Cardinals at Dodgers, 7:10PM PT, TV: SPNLA

Adam Wainwright (he of the 10-3, 2.08 ERA record) goes for the Redbirds. The Dodgers send Josh Beckett (5-4, 2.28 ERA) out to meet him. Wainwright’s ERA is second in all of baseball, Beckett’s is fifth. (Kershaw’s is 2.24, but he hasn’t got the number of innings to match the one-inning-per-team’s-games requirement yet — he’s got 72.1 innings, and the Dodgers have played 80 games.)

Who’s gonna pitch for the Cards the rest of the series? Good question.

Joe Kelly, Michael Wacha and Jaime Garcia are already missing because of injury, and St. Louis had to use five relief pitchers after Miller exited. There is no official word on whether Miller will be available for his next start.

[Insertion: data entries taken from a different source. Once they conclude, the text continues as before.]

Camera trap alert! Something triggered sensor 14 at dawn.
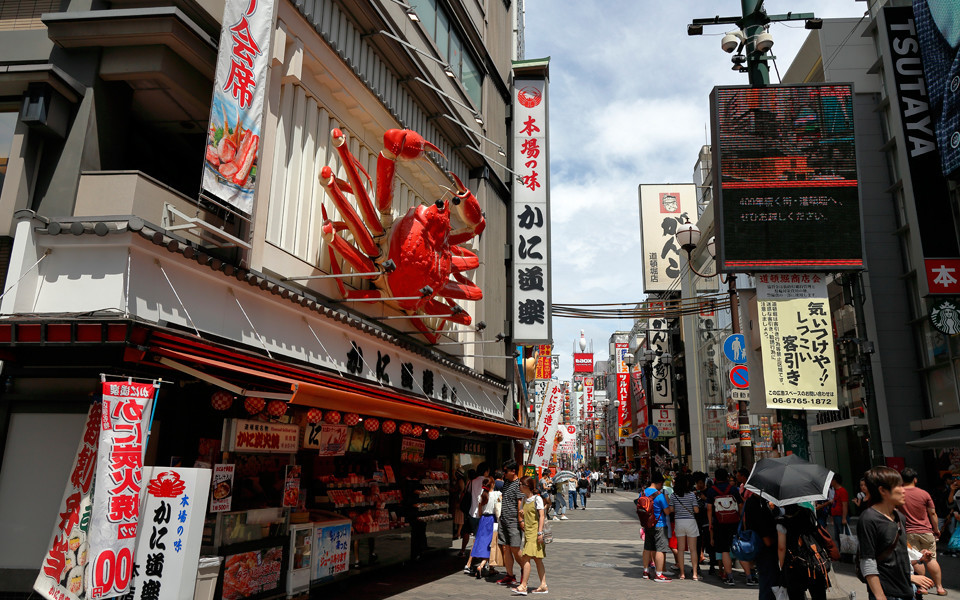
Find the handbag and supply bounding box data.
[840,525,860,554]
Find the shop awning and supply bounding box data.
[150,348,534,440]
[907,429,960,448]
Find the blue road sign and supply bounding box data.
[730,365,750,390]
[723,333,747,365]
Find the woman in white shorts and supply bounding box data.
[670,475,700,581]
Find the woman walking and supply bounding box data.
[670,475,700,581]
[511,477,547,596]
[464,477,500,579]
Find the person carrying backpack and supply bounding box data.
[777,504,830,600]
[706,468,743,586]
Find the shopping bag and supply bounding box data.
[840,525,860,554]
[947,527,960,552]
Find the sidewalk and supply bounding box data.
[315,490,960,600]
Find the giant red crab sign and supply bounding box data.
[320,129,486,343]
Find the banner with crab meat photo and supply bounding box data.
[203,0,274,215]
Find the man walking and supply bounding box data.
[497,460,524,585]
[643,471,670,583]
[706,468,743,586]
[897,467,947,596]
[857,467,933,600]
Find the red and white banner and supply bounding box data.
[530,382,563,469]
[85,381,158,599]
[33,402,101,600]
[203,0,273,214]
[130,467,210,600]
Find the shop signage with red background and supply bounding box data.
[86,381,158,598]
[227,419,300,454]
[573,352,593,373]
[130,467,210,600]
[33,402,101,600]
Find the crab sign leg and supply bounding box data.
[377,129,443,213]
[320,167,380,258]
[330,129,384,237]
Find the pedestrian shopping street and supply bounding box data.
[324,490,960,600]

That means that Carlos Martinez (three career starts) and Marco Gonzales (moved from Double-A to the Majors on Wednesday for his first start) might need to hold down spots in the rotation.

Lineup when available.

52 thoughts on “Game 81, 2014

  1. The Gnats have convinced. I now think they can finish above .500, but I doubt whether that’ll be good enough to get them into the post-season.

  2. Without looking at the actual stats, I feel the end of the 2nd quarter of the year is MUCH better than the end of the first!

    • It’s interesting if you divide it into thirds. March/April we went 15-12, May 15-15, and June (so far) 15-9. Our best offense was in May at 4.6 R/G, but our pitching was RA/G 4.2. We are only at 3.9 R/G in June, but our pitching is at 2.8!

  3. Reds win!
    2 GB — better than I had hoped to be at the ASB . . . let’s go, Blue!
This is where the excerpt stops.